ANN was able, with the available variables, to explain almost all the variation in carbon stock in the study area. Several studies have demonstrated the superiority of artificial neural networks when compared to other techniques (Özçelik et al. 2013, Vendruscolo et al. 2015). This superiority can be explained by the ability of neural networks to detect implicit information and nonlinear relationships between the response variable and explanatory variables provided as examples and to generalize the assimilated knowledge to an unknown data set.

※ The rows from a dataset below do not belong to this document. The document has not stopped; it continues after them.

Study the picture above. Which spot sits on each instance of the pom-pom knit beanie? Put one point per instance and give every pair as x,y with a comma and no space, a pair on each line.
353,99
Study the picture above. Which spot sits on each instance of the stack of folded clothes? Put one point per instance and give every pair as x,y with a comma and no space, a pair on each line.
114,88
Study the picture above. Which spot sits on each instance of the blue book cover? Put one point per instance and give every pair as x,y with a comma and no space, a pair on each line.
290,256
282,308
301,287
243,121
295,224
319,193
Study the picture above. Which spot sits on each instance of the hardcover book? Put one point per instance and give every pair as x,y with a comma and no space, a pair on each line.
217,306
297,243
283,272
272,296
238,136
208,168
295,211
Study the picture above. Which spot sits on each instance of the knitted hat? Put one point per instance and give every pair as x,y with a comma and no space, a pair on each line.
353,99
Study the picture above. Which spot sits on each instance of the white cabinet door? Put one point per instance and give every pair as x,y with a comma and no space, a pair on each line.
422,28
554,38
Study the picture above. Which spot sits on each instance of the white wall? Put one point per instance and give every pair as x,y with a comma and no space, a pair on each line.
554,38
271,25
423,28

It is worth noting that, although underperforming ANN, SVM was very efficient in estimating carbon stock in the study area. SVM has the advantage over ANN that no evaluation is required after its construction, as it occurs in ANN to select the best network. This is due to the quadratic optimization that occurred during SVM training (Cristianini and Shawe-Taylor 2000) which allows the same result to be obtained for each system configuration whenever applied to the same data set. However, ANNs have more elements to be manipulated; besides, the initialization of neuron parameters occurs at random (Haykin 2001). Thus, each trained network will have slight differences in estimates, even if the same architecture is maintained. These differences highlight the practicality of SVM in relation to ANN as SVM excludes the subjectivity of the operator in choosing the best network to be applied to the database.
Therefore, both approaches were able to explain much of the carbon stock variation in the study area. This is mainly due to the robustness of ANN and SVM. The small part of the carbon stock variation, not explained by the variables in question, is due to the various factors not considered in the present study that are known to affect the variability of carbon stock in forests, such as species diversity, forest size, degree anthropization, among many others and their interactions (McNicol et al. 2018)
The results presented in this study provide insights for future assessments of the use of machine learning techniques to obtain carbon stock estimates. Some examples of potential applications are estimates of carbon stock in other forest compartments, such as soil and tree roots, carbon stock estimates through the association between machine learning techniques and remote sensing variables, among others.
CONCLUSIONS
The present study brings important contributions in the modeling of carbon stocks in forests through the use of machine learning. The machine learning techniques performed satisfactorily, and a new model extracted from an artificial neural network for carbon stock prediction in Mg ha-1 is efficient, with potential application in other secondary semideciduous seasonal forests.
Carbon stock modeling using a model extracted from the artificial neural network training presented better performance than that presented by the support vector machine, using the same variables of the analyzed data set.
Determining, modeling and supplying forest carbon stock data are strong scientific and social demands currently, as tree carbon storage is considered a key environmental service in mitigating current climate change by sequestering CO2 from forest atmosphere.